From the Volcano Watch article:
In the late hours of November 27, 2022, Mauna Loa began erupting. Lava was visible on the west side of the Island of Hawaiʻi, from Kailua-Kona to Waikoloa. Social media was ablaze with pictures and commentary of lava flows descending the west flank toward communities.
This volcanic activity caused anxiety among local residents, and tensions remained high after the USGS Hawaiian Volcano Observatory (HVO) issued a statement that the flows were not a threat to communities and people living on the west side of the island. How could that be? “We see the flows!” was the public’s response.
Past eruptive behavior is an excellent guide to future activity. From past eruptions, we know that lava flows from the Southwest Rift Zone of Mauna Loa can threaten communities in a matter of hours and quickly reach the ocean.
It is the same past behavior that gave HVO the confidence to say that those flows, seen from Kona, were not a threat to folks living on the west side of the island. Let us explain.
Mauna Loa has erupted 34 times since 1843. Each eruption started in Mokuʻāweoweo, and likely the south caldera area; however, there are very few eyewitness observations of the onset of eruptions in the 19th and 20th centuries due to the great distances, high altitude, cold, and lack of water (to name a few).
Trying to sleuth the activity from geologic mapping is confounded by frequent eruptive activity, as old eruptions were covered by new eruptions, obliterating the past eruptive history.
Fortunately, there were some astute observers and intrepid adventurers that hiked to the summit for the 19th and early 20th century eruptions. And in the late 20th century, technology (airplanes and satellites) helped us to document some of the activity.
Based on those observations, we can say with confidence that the activity in the early hours of the 2022 Mauna Loa eruption was similar to some past eruptions. Similar reports from the west side of the island—of flows descending from the south caldera region toward South Kona, as observed in 2022—also occurred in 1851, 1879, 1887, 1897, 1899, 1903, 1907, 1926, 1933, 1940, 1949, 1975, and 1984.
Flows that erupted in the south caldera region, but were not confirmed by visual observations from Kona, include the 1868, 1916, 1919, and 1950.
Flows that are visible high on Mauna Loa’s west flank erupt from the south caldera region of Mauna Loa, outside the topographic depressions of the summit region. Activity in this location is easily visible from south and west sides of the island, which can be alarming. However, none of these previous lava flows in the south caldera region, whether observed or not, traveled far enough to threaten South Kona. Thus, just because folks can see lava from the west side of the island, high on Mauna Loa’s west flank, does not indicate that lava will head south or that Kona will be inundated.
In 2022, monitoring parameters clearly indicated that only the summit region was active in the initial hours, without lava propagating down the Southwest Rift Zone.
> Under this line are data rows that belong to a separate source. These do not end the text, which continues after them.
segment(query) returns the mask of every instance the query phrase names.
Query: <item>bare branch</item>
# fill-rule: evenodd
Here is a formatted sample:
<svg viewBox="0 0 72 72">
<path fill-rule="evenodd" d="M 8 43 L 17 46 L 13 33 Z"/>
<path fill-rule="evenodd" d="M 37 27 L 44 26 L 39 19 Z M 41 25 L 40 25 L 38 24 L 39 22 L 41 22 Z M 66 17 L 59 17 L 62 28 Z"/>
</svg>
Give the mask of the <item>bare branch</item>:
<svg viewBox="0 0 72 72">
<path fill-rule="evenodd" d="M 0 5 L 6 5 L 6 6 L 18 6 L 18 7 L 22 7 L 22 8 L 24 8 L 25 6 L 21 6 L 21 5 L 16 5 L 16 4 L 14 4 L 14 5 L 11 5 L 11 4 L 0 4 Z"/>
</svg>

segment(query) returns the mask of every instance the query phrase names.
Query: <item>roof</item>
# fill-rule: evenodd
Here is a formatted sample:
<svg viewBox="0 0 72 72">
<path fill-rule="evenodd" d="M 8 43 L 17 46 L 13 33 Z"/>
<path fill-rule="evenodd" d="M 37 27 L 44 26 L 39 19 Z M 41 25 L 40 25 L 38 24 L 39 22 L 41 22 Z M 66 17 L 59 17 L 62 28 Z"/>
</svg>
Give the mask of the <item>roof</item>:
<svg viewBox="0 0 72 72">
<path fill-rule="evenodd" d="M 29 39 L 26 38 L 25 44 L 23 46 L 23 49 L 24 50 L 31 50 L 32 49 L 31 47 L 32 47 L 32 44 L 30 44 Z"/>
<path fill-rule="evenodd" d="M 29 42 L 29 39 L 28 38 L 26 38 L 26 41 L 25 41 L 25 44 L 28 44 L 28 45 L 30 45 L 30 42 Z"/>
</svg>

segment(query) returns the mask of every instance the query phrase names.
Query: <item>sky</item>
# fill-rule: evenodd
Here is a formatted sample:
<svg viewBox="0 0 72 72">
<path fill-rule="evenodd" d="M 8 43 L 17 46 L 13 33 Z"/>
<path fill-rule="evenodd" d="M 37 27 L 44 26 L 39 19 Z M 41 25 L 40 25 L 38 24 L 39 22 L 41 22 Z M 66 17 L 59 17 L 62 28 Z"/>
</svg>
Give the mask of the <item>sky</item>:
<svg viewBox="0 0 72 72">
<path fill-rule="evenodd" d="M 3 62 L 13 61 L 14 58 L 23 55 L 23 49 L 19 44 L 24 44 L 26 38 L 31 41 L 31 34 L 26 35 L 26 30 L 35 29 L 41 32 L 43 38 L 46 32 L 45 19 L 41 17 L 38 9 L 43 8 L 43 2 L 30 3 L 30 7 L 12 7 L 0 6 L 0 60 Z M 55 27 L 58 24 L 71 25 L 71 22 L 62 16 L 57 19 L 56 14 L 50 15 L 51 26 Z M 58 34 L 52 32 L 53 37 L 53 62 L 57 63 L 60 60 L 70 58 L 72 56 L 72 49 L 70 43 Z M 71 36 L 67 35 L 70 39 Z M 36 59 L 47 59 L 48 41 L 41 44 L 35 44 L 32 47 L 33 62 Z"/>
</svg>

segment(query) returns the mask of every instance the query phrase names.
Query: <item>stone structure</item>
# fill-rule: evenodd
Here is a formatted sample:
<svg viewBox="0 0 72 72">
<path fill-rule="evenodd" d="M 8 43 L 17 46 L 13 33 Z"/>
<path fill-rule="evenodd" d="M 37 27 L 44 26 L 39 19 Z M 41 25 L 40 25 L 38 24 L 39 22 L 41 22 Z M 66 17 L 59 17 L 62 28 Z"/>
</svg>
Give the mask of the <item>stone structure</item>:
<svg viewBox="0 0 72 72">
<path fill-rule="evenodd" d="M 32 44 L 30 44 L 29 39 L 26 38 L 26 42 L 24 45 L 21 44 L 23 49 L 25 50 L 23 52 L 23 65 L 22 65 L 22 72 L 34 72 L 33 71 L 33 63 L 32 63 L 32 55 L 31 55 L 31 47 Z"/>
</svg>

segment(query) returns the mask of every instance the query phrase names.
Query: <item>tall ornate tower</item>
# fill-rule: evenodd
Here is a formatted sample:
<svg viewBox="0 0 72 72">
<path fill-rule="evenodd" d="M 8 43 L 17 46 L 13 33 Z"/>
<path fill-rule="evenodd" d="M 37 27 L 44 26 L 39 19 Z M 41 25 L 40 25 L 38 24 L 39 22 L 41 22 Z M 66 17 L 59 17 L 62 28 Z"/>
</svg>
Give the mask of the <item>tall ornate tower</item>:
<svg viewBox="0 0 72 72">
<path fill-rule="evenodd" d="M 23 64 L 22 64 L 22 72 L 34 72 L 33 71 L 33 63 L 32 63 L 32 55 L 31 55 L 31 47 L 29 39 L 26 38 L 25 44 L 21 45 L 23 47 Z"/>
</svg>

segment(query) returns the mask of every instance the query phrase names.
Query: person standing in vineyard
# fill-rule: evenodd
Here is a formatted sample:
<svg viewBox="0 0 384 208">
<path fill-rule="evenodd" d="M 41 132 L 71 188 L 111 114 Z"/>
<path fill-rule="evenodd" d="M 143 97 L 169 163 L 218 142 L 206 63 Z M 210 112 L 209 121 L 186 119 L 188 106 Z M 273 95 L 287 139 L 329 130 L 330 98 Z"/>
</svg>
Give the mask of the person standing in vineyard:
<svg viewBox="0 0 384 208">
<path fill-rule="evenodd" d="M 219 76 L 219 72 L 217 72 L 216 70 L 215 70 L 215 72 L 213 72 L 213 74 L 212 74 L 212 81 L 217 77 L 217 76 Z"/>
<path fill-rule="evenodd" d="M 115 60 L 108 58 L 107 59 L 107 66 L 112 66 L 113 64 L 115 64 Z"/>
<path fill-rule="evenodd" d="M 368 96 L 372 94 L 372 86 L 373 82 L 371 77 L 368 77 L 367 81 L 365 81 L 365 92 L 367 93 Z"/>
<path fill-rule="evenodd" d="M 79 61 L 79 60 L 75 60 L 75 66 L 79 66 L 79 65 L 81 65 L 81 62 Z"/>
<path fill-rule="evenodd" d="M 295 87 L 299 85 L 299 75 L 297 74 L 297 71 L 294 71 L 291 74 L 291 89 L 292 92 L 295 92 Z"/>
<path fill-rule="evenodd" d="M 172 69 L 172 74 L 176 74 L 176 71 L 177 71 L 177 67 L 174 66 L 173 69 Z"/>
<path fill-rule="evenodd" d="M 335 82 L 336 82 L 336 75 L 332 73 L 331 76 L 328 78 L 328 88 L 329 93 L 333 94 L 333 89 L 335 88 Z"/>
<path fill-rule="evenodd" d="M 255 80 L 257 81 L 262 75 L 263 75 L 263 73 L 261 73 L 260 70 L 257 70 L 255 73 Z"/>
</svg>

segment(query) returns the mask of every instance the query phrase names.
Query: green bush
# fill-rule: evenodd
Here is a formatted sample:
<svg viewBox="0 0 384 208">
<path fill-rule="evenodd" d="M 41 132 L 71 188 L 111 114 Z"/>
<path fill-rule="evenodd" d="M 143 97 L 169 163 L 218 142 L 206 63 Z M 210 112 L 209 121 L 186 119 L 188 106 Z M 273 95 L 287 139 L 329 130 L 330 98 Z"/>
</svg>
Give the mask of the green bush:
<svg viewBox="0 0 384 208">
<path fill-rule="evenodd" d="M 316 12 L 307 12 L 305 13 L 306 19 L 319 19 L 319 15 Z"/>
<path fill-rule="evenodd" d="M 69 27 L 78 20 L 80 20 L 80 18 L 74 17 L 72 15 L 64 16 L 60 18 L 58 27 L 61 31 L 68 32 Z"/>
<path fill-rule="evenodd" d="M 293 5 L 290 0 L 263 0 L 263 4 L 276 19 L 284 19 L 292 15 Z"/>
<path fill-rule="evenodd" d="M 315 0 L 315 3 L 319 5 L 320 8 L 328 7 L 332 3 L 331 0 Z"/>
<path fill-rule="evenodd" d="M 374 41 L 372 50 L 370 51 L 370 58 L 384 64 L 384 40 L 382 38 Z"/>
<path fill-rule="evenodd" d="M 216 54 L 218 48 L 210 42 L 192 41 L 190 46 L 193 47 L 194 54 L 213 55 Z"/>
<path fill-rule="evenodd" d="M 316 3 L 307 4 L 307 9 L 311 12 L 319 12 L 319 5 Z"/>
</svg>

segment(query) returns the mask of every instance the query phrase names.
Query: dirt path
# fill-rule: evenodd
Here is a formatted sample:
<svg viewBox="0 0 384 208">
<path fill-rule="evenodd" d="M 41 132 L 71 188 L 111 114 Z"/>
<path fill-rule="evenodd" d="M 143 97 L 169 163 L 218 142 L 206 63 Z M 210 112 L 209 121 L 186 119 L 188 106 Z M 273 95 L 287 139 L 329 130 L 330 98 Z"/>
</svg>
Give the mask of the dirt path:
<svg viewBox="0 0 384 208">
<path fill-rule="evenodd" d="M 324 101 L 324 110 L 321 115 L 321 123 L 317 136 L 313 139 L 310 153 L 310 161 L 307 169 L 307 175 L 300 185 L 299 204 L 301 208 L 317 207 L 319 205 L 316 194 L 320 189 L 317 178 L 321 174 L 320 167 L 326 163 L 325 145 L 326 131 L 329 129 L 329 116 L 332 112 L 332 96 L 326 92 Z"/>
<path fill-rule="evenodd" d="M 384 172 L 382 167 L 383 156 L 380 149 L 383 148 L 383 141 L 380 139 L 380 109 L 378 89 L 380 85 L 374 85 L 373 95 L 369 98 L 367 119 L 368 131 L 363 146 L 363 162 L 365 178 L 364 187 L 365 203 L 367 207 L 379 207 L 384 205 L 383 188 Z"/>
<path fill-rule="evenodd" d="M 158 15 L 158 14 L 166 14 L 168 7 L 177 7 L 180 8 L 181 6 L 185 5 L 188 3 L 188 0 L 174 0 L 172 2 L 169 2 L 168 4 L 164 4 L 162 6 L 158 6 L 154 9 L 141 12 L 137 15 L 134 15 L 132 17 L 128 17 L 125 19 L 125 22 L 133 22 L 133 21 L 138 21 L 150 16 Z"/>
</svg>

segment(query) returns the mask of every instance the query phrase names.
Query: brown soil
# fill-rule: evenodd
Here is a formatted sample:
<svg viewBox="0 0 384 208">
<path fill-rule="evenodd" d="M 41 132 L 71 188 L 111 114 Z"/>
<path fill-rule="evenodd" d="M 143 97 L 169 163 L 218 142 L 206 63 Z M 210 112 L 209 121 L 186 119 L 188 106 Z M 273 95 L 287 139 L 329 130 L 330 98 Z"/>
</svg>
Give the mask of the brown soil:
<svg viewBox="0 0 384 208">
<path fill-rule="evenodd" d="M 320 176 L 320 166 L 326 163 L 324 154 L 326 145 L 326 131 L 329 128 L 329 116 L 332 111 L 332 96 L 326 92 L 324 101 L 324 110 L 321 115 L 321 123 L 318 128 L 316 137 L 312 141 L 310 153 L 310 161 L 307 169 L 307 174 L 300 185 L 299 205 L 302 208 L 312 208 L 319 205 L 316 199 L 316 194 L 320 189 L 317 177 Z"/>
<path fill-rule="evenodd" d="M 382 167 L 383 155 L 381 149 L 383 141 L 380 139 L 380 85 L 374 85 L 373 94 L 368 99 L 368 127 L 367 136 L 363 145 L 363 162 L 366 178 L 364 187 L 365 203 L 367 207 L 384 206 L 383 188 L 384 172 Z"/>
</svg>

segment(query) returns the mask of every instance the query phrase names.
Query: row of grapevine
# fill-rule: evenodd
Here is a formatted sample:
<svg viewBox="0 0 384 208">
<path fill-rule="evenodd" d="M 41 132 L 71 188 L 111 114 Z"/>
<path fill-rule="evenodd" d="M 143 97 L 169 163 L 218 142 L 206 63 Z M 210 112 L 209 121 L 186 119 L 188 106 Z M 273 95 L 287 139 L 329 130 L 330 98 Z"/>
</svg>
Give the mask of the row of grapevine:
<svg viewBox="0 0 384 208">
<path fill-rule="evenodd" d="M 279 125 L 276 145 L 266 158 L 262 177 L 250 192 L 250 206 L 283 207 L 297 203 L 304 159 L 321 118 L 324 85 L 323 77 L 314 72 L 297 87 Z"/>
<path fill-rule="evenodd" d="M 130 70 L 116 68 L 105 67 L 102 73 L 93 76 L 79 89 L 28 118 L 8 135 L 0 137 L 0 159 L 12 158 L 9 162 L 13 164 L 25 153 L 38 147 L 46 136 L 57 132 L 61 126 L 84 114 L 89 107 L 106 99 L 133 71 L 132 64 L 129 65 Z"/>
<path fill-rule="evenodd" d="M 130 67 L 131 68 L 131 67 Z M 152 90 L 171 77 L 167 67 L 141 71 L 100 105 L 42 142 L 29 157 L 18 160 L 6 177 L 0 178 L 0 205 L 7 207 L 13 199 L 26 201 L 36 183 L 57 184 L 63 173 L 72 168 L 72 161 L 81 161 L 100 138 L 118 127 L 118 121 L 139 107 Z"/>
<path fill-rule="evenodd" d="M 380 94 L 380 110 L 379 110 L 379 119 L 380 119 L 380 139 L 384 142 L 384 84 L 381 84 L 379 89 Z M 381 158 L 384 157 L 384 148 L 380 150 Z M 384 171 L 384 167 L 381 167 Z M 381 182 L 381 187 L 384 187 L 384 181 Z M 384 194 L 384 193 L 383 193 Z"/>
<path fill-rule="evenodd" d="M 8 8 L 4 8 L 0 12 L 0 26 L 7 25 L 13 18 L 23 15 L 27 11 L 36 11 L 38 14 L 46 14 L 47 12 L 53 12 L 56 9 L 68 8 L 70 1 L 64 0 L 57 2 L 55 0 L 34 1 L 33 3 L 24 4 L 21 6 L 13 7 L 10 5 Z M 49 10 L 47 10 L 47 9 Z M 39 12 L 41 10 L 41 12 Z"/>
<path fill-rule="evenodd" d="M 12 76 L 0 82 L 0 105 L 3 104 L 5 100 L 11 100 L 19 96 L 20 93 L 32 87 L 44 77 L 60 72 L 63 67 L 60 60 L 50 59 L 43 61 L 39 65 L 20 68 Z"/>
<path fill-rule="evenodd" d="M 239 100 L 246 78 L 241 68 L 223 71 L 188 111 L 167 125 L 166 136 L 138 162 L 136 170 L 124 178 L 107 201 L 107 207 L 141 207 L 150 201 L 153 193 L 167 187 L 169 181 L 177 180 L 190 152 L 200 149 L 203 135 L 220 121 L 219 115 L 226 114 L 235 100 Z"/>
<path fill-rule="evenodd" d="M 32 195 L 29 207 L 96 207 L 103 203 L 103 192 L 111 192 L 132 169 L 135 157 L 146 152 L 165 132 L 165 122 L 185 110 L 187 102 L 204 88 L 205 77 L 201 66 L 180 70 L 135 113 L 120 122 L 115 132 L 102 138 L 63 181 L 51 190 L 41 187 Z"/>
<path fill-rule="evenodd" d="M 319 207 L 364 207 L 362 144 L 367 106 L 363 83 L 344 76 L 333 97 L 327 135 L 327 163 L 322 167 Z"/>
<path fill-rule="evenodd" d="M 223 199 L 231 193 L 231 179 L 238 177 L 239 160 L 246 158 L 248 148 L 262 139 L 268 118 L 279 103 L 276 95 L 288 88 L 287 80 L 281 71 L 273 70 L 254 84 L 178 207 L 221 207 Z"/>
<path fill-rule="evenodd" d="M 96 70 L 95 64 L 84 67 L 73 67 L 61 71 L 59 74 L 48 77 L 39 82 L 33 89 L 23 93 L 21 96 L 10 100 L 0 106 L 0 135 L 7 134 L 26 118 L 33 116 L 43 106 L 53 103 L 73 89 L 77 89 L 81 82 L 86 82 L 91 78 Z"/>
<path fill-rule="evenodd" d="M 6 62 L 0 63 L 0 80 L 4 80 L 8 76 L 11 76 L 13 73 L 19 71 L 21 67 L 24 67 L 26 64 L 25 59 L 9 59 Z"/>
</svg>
This is why HVO was confident in issuing a statement that the flows were not a threat to the west side of the island.
Since the south caldera region is often active at the start of eruptions, and lava flows are common, it is important to be aware that this type of activity is normal, and it does not necessarily constitute a threat to communities on the western flank of Mauna Loa. Ultimately, we must wait until Pele decides whether the eruption will move out of the summit and south caldera to determine if it poses a threat.
Eruptions are an inevitable part of Mauna Loa’s future, but the associated hazards can be anticipated by careful documenting of its past behavior as a guide to the future. Additionally, we are increasing our webcam network to include views of the south caldera and upper Southwest Rift Zone regions of Mauna Loa. In the future, we will have near real-time visual surveillance of this portion of the volcano, enhancing our existing monitoring network and aiding us in our primary mission: to issue timely and accurate warnings of hazardous volcanic activity.